Embrace tradition, don’t be owned by it
Lawyers who are serious about moving their firms forwards can recognise that law is traditional and conservative, but can also work within it. When it comes to content strategy, this gives you far more flexibility. It enables you to recognise that the profession is traditional, but that your public has moved on.
The flexibility is not just in your messaging. It also impacts on the business structures and methods you have in place to manage it.
Here are some examples:
Perhaps the spelling and grammar takes a traditional form, while the language is simple, plain, and engaging.
Perhaps you have to stick to a traditional partnership model, because that’s how the firm’s business functions; but within it you build content creation, approval, assessment, and decision‐making systems that allows the firm to remain nimble and adaptable.

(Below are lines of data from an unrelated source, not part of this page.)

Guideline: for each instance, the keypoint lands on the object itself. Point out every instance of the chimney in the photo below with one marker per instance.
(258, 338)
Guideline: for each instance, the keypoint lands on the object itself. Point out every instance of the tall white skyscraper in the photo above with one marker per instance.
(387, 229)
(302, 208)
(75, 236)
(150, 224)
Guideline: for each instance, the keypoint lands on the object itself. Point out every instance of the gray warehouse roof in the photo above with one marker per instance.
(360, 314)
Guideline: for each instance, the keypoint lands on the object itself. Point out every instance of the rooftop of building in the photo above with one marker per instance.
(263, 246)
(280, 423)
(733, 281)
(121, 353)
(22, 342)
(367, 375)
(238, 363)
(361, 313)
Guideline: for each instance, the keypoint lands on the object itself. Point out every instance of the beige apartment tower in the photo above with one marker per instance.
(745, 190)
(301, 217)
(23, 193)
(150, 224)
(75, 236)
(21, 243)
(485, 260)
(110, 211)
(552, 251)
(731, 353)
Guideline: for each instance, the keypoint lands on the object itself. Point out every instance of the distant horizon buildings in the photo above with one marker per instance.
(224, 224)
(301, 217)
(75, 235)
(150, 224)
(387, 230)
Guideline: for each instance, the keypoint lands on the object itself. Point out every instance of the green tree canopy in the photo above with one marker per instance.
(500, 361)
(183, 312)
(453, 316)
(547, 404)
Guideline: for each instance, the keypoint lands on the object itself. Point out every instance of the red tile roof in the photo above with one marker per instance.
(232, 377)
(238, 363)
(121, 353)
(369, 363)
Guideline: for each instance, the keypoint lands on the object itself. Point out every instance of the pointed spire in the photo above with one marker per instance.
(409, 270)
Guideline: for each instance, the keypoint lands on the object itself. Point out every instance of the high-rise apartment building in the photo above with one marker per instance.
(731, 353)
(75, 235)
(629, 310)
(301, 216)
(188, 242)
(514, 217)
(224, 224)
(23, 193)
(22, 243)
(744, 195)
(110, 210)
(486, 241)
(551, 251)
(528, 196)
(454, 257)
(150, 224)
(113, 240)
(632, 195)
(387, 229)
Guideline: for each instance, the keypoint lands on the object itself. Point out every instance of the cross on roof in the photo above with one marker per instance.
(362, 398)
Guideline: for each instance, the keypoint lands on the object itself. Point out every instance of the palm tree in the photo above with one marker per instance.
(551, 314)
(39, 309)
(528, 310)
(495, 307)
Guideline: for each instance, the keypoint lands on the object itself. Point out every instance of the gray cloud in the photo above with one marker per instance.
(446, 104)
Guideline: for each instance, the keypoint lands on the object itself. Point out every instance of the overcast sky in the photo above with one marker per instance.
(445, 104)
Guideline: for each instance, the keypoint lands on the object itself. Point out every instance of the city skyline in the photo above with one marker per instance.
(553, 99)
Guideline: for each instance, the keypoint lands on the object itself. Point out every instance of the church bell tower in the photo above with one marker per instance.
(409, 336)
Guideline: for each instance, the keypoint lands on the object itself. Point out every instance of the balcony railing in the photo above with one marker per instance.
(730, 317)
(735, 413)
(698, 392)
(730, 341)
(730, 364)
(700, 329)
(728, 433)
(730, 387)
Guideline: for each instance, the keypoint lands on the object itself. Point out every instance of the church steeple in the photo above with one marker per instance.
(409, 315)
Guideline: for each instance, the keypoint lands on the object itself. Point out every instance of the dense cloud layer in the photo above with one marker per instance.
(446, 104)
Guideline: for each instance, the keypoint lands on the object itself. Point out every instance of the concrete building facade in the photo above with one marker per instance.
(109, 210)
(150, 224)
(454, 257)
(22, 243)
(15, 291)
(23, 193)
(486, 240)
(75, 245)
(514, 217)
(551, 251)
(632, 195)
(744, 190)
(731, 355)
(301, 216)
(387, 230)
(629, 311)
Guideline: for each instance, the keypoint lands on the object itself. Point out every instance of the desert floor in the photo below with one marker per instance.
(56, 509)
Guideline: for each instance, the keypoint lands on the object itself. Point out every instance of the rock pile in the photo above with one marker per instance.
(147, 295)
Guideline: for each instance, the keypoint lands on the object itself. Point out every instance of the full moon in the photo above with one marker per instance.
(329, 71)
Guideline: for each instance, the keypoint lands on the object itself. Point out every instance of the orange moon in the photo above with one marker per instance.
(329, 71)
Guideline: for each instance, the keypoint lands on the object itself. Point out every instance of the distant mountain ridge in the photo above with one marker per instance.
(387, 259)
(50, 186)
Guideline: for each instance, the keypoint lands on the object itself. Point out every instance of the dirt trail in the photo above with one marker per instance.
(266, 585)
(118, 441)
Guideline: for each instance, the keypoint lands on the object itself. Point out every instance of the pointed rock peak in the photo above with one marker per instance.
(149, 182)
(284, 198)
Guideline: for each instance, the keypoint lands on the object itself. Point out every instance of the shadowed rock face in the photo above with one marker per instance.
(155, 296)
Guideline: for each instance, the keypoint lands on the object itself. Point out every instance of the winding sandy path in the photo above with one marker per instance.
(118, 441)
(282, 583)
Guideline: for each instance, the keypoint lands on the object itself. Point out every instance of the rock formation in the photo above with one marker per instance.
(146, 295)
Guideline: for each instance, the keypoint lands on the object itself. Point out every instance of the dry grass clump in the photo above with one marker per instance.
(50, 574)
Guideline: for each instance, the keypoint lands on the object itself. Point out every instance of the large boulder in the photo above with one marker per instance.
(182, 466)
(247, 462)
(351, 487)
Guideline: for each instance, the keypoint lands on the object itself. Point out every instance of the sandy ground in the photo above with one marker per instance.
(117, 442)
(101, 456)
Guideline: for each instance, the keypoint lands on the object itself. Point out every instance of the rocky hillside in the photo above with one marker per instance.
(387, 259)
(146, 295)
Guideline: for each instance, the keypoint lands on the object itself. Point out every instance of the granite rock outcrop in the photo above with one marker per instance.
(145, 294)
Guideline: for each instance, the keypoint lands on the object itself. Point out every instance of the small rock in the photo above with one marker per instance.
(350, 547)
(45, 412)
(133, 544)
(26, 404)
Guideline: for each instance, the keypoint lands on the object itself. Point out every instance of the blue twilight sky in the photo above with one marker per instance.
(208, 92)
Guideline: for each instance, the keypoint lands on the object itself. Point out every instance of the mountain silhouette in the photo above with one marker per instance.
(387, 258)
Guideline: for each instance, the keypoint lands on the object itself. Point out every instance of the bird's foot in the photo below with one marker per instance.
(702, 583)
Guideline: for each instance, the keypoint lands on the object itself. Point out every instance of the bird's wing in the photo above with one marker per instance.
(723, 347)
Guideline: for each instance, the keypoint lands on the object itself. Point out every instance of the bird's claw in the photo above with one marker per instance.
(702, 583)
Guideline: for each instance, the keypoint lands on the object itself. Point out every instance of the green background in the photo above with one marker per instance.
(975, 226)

Perhaps your teams are built on a traditional model, but within those teams you collaborate and focus on outcomes collectively, leaving competition out in the market instead of in‐house.
Perhaps each team owns its messaging and methodology, given each team has a different audience.
The sky is the limit. Each possibility has a positive flow‐on impact. Each one changes how you handle your messaging and your content governance. They also change how your content is framed.
You can embrace tradition, and keep it part of your business. But the innovative firm will refuse to be owned by it.